Programmieren wir bald alles selbst?
Aber ist es wirklich so einfach, dass jeder nun perfekte Software zaubern kann? Nicht ganz. Auch diese Computer-Helfer sind nicht unfehlbar. Manchmal verstehen sie eine Anweisung vielleicht nicht hundertprozentig richtig, oder das Ergebnis entspricht nicht genau den Erwartungen. Es ist also weiterhin wichtig, klare Angaben zu machen und das Ergebnis kritisch zu prüfen. Ein gutes Urteilsvermögen und ein Sinn für Qualität bleiben entscheidend. Denn nicht alles, was ein Computer erzeugt, ist automatisch gut oder nützlich.
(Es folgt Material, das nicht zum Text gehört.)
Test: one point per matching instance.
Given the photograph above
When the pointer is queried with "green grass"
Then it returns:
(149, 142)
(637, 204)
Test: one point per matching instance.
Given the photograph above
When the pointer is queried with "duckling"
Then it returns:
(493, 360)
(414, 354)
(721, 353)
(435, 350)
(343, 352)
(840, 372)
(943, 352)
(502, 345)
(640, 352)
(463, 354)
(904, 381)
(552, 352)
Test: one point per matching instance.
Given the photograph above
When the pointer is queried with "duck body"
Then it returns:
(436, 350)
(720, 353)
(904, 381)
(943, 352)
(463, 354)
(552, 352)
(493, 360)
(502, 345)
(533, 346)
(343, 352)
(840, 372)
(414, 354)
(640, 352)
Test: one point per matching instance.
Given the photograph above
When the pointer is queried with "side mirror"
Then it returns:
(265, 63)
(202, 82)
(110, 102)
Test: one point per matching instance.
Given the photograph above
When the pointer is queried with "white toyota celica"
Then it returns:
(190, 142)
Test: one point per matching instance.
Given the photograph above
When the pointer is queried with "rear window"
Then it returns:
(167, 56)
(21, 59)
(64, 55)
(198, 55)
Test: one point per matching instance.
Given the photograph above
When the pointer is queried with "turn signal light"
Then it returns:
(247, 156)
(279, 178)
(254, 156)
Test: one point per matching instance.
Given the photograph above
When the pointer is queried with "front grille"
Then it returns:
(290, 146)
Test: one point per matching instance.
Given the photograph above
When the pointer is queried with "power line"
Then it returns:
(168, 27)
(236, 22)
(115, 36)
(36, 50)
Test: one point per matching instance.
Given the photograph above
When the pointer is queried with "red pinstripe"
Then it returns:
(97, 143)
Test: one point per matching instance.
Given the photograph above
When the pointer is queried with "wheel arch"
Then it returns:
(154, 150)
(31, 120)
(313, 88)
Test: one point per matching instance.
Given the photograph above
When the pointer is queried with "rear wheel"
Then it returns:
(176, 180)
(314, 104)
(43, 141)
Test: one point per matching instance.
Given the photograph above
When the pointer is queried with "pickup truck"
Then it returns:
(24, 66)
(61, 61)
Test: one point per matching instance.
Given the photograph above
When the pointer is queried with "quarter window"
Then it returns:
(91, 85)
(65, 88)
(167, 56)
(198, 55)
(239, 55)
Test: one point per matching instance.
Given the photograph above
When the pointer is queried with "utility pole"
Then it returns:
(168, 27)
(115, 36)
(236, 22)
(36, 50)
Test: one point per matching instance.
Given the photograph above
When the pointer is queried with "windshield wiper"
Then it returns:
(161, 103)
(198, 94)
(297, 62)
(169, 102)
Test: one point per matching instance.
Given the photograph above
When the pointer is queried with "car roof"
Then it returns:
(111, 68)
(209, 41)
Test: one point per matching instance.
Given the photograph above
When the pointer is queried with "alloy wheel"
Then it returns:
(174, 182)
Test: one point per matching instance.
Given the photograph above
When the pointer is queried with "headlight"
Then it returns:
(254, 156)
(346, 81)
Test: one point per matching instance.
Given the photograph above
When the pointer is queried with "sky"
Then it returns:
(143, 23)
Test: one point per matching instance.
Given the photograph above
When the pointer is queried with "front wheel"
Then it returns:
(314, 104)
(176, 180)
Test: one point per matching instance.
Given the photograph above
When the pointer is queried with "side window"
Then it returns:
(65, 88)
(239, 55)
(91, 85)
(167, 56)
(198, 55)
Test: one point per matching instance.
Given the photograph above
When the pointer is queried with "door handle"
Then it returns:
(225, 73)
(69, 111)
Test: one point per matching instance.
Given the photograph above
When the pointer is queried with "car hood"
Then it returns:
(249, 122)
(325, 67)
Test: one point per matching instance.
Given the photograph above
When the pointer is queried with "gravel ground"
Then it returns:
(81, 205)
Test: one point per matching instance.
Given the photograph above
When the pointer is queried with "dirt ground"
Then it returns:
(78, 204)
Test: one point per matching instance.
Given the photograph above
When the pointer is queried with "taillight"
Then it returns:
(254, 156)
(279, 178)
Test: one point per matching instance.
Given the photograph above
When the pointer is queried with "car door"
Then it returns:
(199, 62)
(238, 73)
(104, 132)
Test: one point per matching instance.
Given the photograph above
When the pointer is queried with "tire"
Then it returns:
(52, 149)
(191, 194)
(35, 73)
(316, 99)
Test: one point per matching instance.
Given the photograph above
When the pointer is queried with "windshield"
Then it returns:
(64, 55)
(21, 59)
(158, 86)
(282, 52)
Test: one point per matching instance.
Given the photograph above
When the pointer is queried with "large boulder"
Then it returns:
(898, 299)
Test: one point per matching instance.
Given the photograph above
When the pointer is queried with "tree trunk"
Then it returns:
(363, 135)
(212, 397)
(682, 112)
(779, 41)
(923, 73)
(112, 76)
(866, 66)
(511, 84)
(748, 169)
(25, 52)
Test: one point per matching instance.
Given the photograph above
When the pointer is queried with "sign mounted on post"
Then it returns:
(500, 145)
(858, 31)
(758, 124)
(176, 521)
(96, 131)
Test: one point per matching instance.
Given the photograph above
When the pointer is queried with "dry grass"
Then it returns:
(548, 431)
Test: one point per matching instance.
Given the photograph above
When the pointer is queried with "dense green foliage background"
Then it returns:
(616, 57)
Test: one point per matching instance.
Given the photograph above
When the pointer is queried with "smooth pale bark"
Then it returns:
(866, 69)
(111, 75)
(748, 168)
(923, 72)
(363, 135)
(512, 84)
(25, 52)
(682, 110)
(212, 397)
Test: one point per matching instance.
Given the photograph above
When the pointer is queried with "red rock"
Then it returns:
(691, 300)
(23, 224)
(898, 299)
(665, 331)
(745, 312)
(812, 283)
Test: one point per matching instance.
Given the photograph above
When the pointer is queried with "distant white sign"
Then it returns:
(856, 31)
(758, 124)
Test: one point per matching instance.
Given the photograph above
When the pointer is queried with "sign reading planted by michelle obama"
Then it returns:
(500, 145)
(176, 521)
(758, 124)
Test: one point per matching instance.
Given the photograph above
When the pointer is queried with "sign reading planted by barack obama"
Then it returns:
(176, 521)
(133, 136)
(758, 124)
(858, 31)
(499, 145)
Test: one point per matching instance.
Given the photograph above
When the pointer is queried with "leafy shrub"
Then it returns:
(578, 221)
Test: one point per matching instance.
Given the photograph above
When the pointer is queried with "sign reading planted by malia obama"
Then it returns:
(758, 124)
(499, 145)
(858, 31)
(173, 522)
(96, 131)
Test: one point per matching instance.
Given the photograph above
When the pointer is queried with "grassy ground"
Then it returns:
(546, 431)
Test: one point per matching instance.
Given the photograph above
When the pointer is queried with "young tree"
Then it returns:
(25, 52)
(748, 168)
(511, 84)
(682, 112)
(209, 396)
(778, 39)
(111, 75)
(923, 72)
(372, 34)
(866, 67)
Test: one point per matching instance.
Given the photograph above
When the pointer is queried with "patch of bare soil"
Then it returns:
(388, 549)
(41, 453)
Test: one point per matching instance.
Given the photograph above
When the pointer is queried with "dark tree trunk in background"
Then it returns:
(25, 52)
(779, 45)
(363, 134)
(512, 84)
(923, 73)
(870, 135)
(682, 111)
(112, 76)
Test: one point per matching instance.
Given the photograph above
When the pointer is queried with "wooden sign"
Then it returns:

Programme wie ChatGPT, Googles Gemini, Anthropics Claude und auch Metas „Llama“ sind alle für die ersten Vibe-Coding-Gehversuche geeignet. Für Fortgeschrittene gibt es dann spezialisierte Anwendungen wie den GitHub-Copilot, der auf Programmierung spezialisiert ist. Gerade für die Erstellung von Internetseiten und Apps fürs Smartphone gibt es schon erstaunliche Möglichkeiten. Und wenn es einmal nicht sofort klappt, hilft es oft, die eigene Idee noch einmal anders zu erklären.
Was bedeutet das alles? Es bedeutet, dass die Fähigkeit, eine gute Idee zu haben und diese klar zu vermitteln, immer wichtiger wird. Wenn die technischen Hürden niedriger werden, dann kommt es umso mehr auf Fantasie, Geschmack und ein gutes Gespür für die Bedürfnisse der Nutzerinnen und Nutzer an.